1. Vertical Leg Raise (VLR) 30 Seconds
From the starting position (illustration), alternate legs up and done in sort of vertical scissor. Be sure to keep you lower back flat on the floor and knees straight. Breathe throughout the 30 seconds, never holding your breath. You can keep you neck on the floor, or slightly raised (support if necessary).

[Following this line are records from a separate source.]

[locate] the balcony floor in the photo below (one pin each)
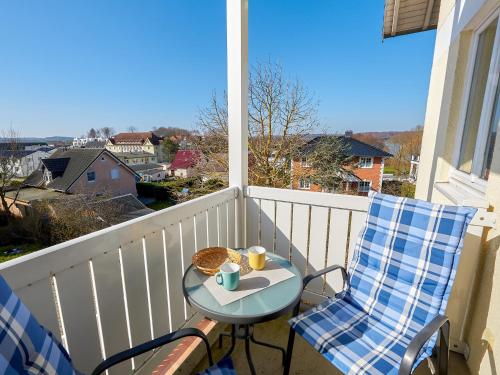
(305, 359)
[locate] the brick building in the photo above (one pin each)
(364, 173)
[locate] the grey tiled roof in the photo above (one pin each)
(145, 167)
(66, 165)
(79, 161)
(355, 147)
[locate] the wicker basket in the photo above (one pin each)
(210, 259)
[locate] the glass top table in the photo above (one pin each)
(266, 304)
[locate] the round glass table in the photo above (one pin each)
(264, 305)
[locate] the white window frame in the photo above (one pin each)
(360, 190)
(305, 183)
(364, 166)
(117, 175)
(473, 180)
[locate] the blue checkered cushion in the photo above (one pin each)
(25, 346)
(223, 367)
(401, 274)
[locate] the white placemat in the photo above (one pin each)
(250, 282)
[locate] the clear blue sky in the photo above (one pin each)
(67, 66)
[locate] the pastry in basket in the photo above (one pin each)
(210, 259)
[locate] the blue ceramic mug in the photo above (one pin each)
(229, 276)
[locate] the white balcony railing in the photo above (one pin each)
(313, 230)
(121, 286)
(109, 290)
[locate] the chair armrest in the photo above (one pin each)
(439, 324)
(324, 271)
(317, 274)
(153, 344)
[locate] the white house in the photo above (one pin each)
(25, 162)
(460, 159)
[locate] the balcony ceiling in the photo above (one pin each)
(409, 16)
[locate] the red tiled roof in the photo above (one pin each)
(185, 159)
(135, 138)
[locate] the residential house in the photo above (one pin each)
(184, 163)
(414, 162)
(22, 145)
(460, 159)
(136, 158)
(26, 197)
(363, 174)
(24, 162)
(84, 171)
(140, 143)
(101, 292)
(88, 142)
(150, 172)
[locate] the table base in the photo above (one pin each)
(248, 336)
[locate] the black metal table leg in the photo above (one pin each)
(233, 341)
(261, 343)
(223, 334)
(289, 349)
(247, 350)
(248, 336)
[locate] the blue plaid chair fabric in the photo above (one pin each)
(401, 275)
(25, 346)
(223, 367)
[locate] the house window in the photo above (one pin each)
(480, 119)
(91, 176)
(364, 186)
(305, 183)
(304, 162)
(115, 173)
(365, 162)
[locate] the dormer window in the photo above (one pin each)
(365, 162)
(47, 176)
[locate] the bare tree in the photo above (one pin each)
(330, 162)
(9, 163)
(280, 111)
(405, 144)
(73, 216)
(107, 131)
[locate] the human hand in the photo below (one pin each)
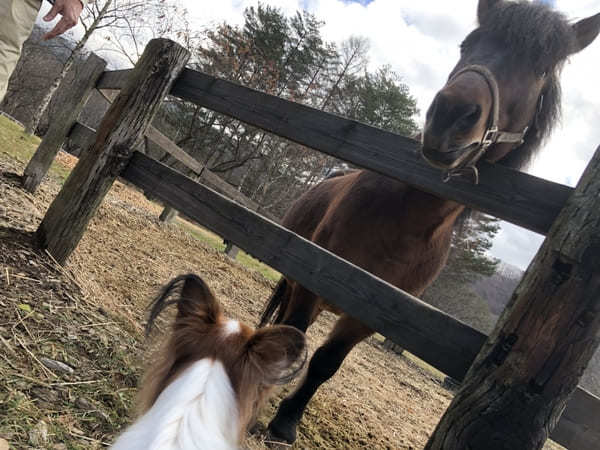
(69, 10)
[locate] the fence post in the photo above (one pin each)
(519, 384)
(78, 92)
(121, 129)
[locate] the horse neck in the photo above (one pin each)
(198, 410)
(435, 213)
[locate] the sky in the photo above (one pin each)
(420, 41)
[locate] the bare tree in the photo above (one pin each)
(102, 14)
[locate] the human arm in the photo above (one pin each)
(70, 10)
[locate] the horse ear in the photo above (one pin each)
(586, 31)
(484, 7)
(197, 302)
(278, 353)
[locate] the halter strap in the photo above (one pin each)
(491, 134)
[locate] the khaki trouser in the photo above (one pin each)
(16, 22)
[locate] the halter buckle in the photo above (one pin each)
(489, 137)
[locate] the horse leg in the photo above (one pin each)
(302, 310)
(325, 362)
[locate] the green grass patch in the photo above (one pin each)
(21, 146)
(205, 236)
(254, 264)
(215, 241)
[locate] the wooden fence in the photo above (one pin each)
(432, 335)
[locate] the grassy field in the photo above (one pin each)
(90, 316)
(20, 146)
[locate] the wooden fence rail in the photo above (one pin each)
(427, 332)
(430, 334)
(516, 197)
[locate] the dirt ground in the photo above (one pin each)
(89, 316)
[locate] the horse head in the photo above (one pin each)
(503, 96)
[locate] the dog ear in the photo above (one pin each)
(586, 30)
(197, 302)
(193, 298)
(278, 353)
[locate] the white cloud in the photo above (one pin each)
(420, 39)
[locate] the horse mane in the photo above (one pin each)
(542, 37)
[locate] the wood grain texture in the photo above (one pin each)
(380, 305)
(433, 336)
(120, 131)
(83, 136)
(114, 79)
(519, 198)
(522, 379)
(522, 199)
(78, 92)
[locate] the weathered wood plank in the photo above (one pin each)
(114, 79)
(572, 431)
(82, 136)
(380, 305)
(121, 129)
(79, 91)
(433, 336)
(173, 149)
(525, 373)
(519, 198)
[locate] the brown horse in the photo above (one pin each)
(499, 103)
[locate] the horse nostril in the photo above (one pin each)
(467, 116)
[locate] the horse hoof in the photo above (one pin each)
(281, 431)
(276, 442)
(257, 429)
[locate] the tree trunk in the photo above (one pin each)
(33, 123)
(518, 386)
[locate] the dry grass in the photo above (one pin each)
(90, 317)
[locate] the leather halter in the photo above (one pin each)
(466, 163)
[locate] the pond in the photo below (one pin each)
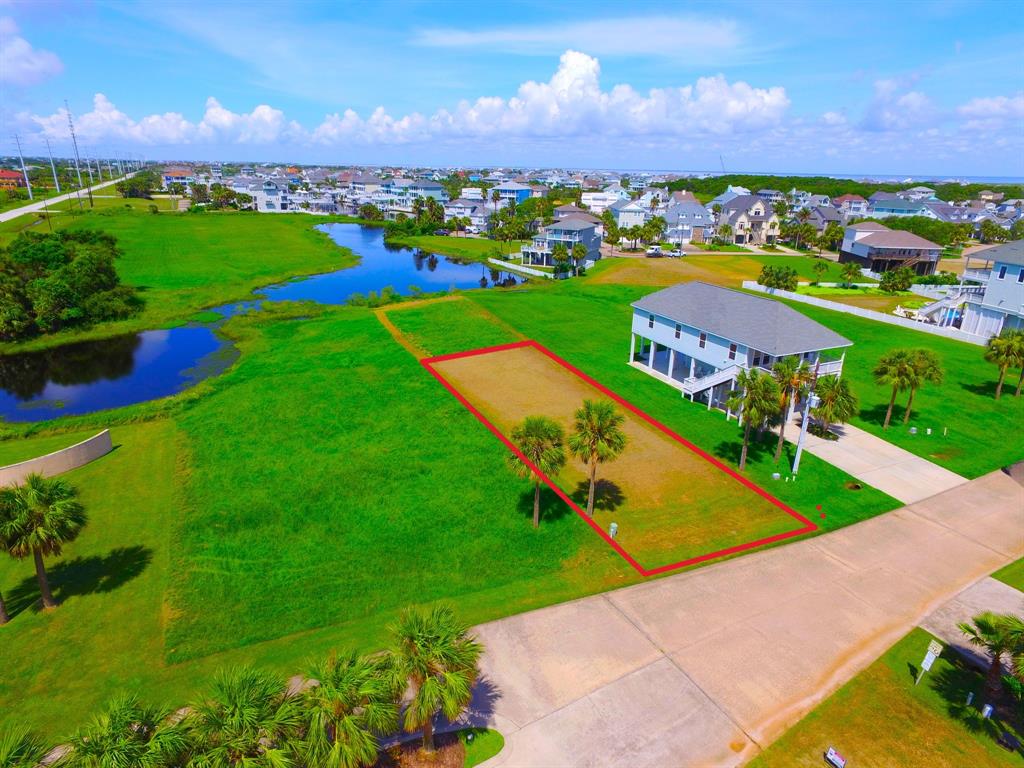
(83, 377)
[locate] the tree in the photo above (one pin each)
(927, 368)
(850, 272)
(998, 636)
(793, 377)
(127, 733)
(345, 711)
(1004, 351)
(250, 720)
(541, 440)
(19, 748)
(820, 269)
(895, 370)
(597, 437)
(756, 399)
(435, 658)
(40, 516)
(837, 402)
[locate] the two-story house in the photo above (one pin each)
(568, 231)
(876, 247)
(697, 337)
(1001, 305)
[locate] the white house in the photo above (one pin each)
(697, 337)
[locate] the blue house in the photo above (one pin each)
(697, 337)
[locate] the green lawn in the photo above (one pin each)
(185, 262)
(1012, 574)
(881, 719)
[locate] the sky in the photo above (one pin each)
(904, 88)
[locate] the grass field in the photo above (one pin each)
(671, 504)
(881, 719)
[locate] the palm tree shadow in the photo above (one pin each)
(82, 576)
(607, 495)
(552, 506)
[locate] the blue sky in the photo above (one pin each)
(884, 88)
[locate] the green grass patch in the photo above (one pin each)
(880, 718)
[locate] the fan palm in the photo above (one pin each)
(541, 440)
(895, 370)
(997, 636)
(127, 734)
(597, 437)
(20, 749)
(837, 403)
(793, 378)
(435, 658)
(40, 517)
(927, 368)
(249, 720)
(344, 713)
(756, 398)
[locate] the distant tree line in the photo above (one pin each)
(49, 282)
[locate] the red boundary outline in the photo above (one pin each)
(807, 526)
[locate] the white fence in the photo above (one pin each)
(892, 320)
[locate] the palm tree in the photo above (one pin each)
(793, 378)
(927, 368)
(998, 636)
(756, 398)
(837, 403)
(895, 370)
(345, 711)
(435, 659)
(597, 437)
(250, 719)
(127, 733)
(41, 516)
(541, 440)
(20, 749)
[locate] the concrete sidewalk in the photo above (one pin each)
(706, 668)
(897, 472)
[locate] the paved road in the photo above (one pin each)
(903, 475)
(706, 668)
(38, 206)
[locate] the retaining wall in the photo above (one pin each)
(59, 461)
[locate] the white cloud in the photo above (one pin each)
(22, 65)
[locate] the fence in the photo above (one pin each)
(892, 320)
(59, 461)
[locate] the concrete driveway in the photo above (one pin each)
(706, 668)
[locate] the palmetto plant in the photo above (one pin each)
(597, 437)
(38, 518)
(895, 370)
(127, 733)
(793, 377)
(756, 398)
(927, 368)
(435, 658)
(20, 749)
(542, 441)
(343, 713)
(250, 719)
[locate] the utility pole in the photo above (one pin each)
(74, 140)
(24, 172)
(53, 168)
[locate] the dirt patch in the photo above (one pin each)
(670, 503)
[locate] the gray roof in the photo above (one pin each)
(763, 324)
(1008, 253)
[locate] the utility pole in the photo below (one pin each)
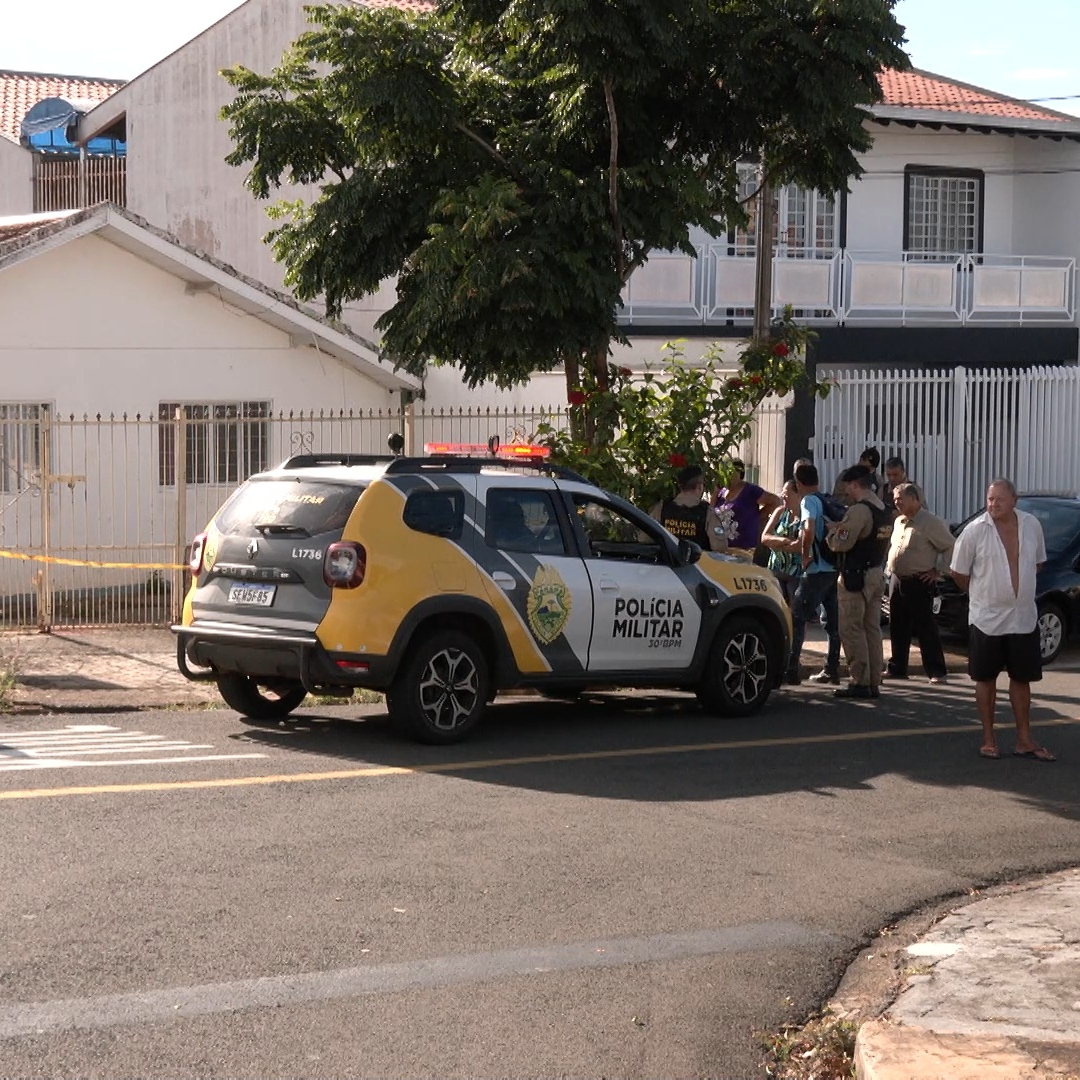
(763, 282)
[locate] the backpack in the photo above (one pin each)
(833, 510)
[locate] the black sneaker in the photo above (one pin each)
(853, 690)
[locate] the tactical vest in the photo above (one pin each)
(687, 523)
(873, 549)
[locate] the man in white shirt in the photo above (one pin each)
(995, 561)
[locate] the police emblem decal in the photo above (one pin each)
(548, 605)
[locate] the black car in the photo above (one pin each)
(1057, 584)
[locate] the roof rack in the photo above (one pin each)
(455, 463)
(314, 460)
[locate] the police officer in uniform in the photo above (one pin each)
(862, 541)
(688, 516)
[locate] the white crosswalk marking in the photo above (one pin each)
(98, 745)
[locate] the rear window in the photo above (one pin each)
(312, 505)
(1060, 521)
(437, 513)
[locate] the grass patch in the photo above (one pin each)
(821, 1049)
(9, 673)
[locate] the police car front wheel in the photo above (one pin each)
(441, 691)
(739, 673)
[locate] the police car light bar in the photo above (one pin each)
(482, 450)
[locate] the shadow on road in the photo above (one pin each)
(659, 746)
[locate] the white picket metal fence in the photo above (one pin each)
(96, 513)
(956, 430)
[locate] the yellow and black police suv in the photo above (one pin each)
(442, 580)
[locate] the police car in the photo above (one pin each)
(445, 579)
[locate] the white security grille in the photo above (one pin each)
(956, 430)
(942, 214)
(19, 445)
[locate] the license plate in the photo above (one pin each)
(259, 595)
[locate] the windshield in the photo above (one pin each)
(311, 507)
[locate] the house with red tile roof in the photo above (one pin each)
(957, 246)
(46, 172)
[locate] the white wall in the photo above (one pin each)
(16, 179)
(177, 177)
(1047, 218)
(91, 327)
(1023, 214)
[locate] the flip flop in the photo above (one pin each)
(1039, 754)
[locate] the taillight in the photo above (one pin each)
(345, 565)
(194, 559)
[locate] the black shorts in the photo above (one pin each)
(988, 655)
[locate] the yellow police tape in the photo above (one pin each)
(89, 562)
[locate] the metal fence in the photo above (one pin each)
(96, 513)
(957, 430)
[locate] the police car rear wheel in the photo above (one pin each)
(259, 701)
(739, 672)
(440, 693)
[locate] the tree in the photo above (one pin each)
(512, 162)
(647, 427)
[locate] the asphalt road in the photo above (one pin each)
(619, 888)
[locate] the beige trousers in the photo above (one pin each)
(861, 628)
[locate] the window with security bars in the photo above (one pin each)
(225, 442)
(19, 445)
(806, 220)
(944, 212)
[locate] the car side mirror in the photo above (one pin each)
(688, 552)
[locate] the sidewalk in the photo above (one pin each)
(98, 671)
(989, 993)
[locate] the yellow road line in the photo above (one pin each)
(593, 755)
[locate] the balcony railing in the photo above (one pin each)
(826, 285)
(64, 181)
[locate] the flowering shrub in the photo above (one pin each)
(633, 436)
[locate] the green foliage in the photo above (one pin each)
(511, 162)
(821, 1049)
(9, 673)
(632, 436)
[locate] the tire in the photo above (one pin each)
(441, 691)
(561, 692)
(740, 671)
(260, 701)
(1052, 631)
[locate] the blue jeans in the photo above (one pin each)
(815, 591)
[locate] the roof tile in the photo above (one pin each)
(22, 90)
(920, 90)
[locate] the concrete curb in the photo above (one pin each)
(888, 1051)
(997, 994)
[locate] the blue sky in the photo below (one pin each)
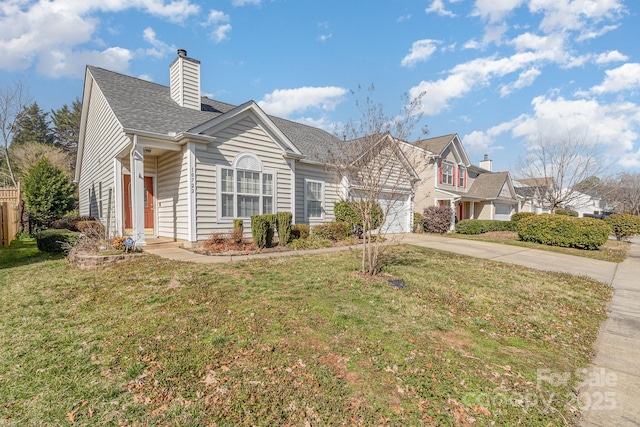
(500, 73)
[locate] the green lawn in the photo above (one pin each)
(612, 251)
(291, 341)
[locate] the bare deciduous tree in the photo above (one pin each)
(12, 101)
(623, 192)
(567, 164)
(375, 171)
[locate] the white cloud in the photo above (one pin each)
(421, 50)
(574, 15)
(437, 6)
(626, 77)
(159, 48)
(614, 126)
(216, 16)
(47, 32)
(284, 102)
(221, 33)
(526, 78)
(245, 2)
(58, 64)
(611, 56)
(495, 10)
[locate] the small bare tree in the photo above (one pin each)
(375, 172)
(623, 192)
(566, 164)
(12, 101)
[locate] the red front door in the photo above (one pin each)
(148, 202)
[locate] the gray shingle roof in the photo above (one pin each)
(146, 106)
(488, 185)
(435, 145)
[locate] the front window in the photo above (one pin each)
(447, 173)
(314, 194)
(245, 193)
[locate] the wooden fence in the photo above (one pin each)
(10, 200)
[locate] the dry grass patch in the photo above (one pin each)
(292, 341)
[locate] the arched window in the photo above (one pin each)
(245, 189)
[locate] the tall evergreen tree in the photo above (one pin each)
(32, 125)
(66, 126)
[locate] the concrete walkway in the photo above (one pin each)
(610, 395)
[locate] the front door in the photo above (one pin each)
(148, 203)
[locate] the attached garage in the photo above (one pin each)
(398, 216)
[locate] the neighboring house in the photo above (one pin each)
(588, 202)
(532, 194)
(165, 162)
(449, 179)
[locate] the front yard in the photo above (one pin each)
(291, 341)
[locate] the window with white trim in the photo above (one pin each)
(245, 189)
(447, 173)
(314, 199)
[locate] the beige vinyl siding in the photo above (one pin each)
(332, 190)
(103, 139)
(171, 198)
(244, 136)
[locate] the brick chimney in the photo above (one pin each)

2. Bike Kick (BK) 30 Seconds
With fingers interlaced gently behind the head, bring right elbow to left knee, and then left elbow to right knee. As with the VLR (above), lower back must remain flat on the floor. Fully extend your leg to achieve maximum intensity. Alternate breathing with each rep. Never hold your breath or tug on your head.


3. Bridge (BR) 30 Seconds
Roll over and lie flat on your back. Bring your heels near your buttocks. Slowly lift your hips off the floor, with your knees about width apart. Hold for 30 seconds and breathe. Squeeze the shoulder blades together and make sure the glutes and hamstrings are held firm. You should a stretch, or pull, in the front of the hips.

 
4. Push Up (PU) 30 Seconds
Keep the body perfectly straight with elbows locked and close to the body. Lower you body completely to the floor as you inhale. Exhale and push the floor away and lockout your elbows (see illustration) It's important to keep the core tight and body straight through out the exercise. Repeat for 30 seconds.

5. Plank (PL) 30 Seconds
Assume a push up position, but on your elbows. The body should be held perfectly straight (as in push up above). Hold for 30 seconds while you continue to breathe. Core remains tight.